Конфуцианство, в отличие от индивидуального учения самого Конфуция, не целостное учение, не стройная система взглядов, представлений, политических доктрин и морально-этических установок. Это политическая идея, объединяющая Китай. Это и абсолютный слепок национального характера китайской нации. Зачастую в китайской экзегетике представляется, что конфуцианство повлияло на весь облик современного Китая, на психологию и поведение всего населения Поднебесной, начиная от императора и заканчивая простолюдином. Но кажется, в реальности дело обстояло абсолютно противоположным образом: конфуцианство само явилось лишь слепком с уже сложившегося стереотипа поведения и мышления. И здесь оно удивительным образом из «матрицы идеального китайца» и благородного мужа превращается лишь в констатацию уже существующего стереотипа.
Конфуцианство – гносеологическая абстракция, абсолютный объем, который может быть наполнен практически любым содержанием. Нередко китаец, как бы сканируя свои мысли, стереотипы и особенности поведения, говорит: «Вот это и есть конфуцианство». Итак, конфуцианство – не то, что должно быть, а то, что уже сложилось, уже живет и развивается. Оно не корректирует поведение, а оправдывает его. Так выглядит некая великая символическая идея, вмещающая все что угодно.
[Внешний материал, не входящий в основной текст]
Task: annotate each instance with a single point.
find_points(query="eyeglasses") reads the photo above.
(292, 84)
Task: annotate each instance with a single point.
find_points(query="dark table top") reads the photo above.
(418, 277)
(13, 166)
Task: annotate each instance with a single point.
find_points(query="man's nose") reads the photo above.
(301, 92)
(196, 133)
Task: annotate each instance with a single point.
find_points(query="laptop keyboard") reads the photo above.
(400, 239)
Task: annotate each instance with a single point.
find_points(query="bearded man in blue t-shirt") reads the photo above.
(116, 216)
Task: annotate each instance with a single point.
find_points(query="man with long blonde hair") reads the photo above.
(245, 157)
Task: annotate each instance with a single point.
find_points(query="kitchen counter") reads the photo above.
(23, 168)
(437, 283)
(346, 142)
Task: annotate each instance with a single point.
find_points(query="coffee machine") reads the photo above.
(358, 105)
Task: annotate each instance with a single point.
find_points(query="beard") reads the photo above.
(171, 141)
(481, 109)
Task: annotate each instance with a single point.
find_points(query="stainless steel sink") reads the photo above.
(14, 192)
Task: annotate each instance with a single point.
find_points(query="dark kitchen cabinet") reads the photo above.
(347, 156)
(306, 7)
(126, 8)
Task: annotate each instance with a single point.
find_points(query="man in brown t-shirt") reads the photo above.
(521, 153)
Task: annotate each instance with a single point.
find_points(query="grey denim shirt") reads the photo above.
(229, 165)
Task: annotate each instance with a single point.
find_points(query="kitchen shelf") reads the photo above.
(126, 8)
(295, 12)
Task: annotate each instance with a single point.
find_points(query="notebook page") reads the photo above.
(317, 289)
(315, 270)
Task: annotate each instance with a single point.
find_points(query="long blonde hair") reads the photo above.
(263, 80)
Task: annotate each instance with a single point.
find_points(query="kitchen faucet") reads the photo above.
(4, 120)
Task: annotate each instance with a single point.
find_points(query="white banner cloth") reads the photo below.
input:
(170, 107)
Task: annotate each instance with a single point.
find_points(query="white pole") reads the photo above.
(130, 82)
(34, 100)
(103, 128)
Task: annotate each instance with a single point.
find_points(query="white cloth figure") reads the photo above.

Символизм «слова Конфуциева» прослеживается практически во всех высказываниях Учителя. Следует заметить, что еще никем не доказано, что записи слов Учителя велись с ходу, т. е. записывались в момент его наставлений или вскоре после этого. Возможно, это воспоминания, впечатления, записанные (и, разумеется, додуманные) через весьма продолжительный период времени. И писали уже не столько слова Конфуция или о Конфуции, сколько в анналы вносились слова Идеального Учителя, который становился символом наставничества и правильного поведения в соответствии с ритуалом.
Стало привычным именовать Конфуция «величайшим мудрецом», но в действительности очень сложно объяснить, почему история выделила именно его из созвездия блестящих философов и значительно более удачливых администраторов, которые жили на одном временном отрезке с ним. Кажется, в отличие от многих своих современников, Конфуций оказался как раз не возвышен, а максимально приземлен, практичен, он рассуждал о вещах «посюсторонних», удивительным образом сводя всякое священное ритуальное начало к каждодневной деятельности, например об урожае, о болезнях, о приеме пищи, о правильном сне.
1
Здесь и далее в скобках дается ссылка на соответствующие параграфы «Лунь юя». Один из наиболее полных, точных и комментированных современных переводов Конфуция можно посмотреть, в частности, в книге: Переломов Л.С. Конфуций. Лунь юй. М.: «Восточная литература», 2002.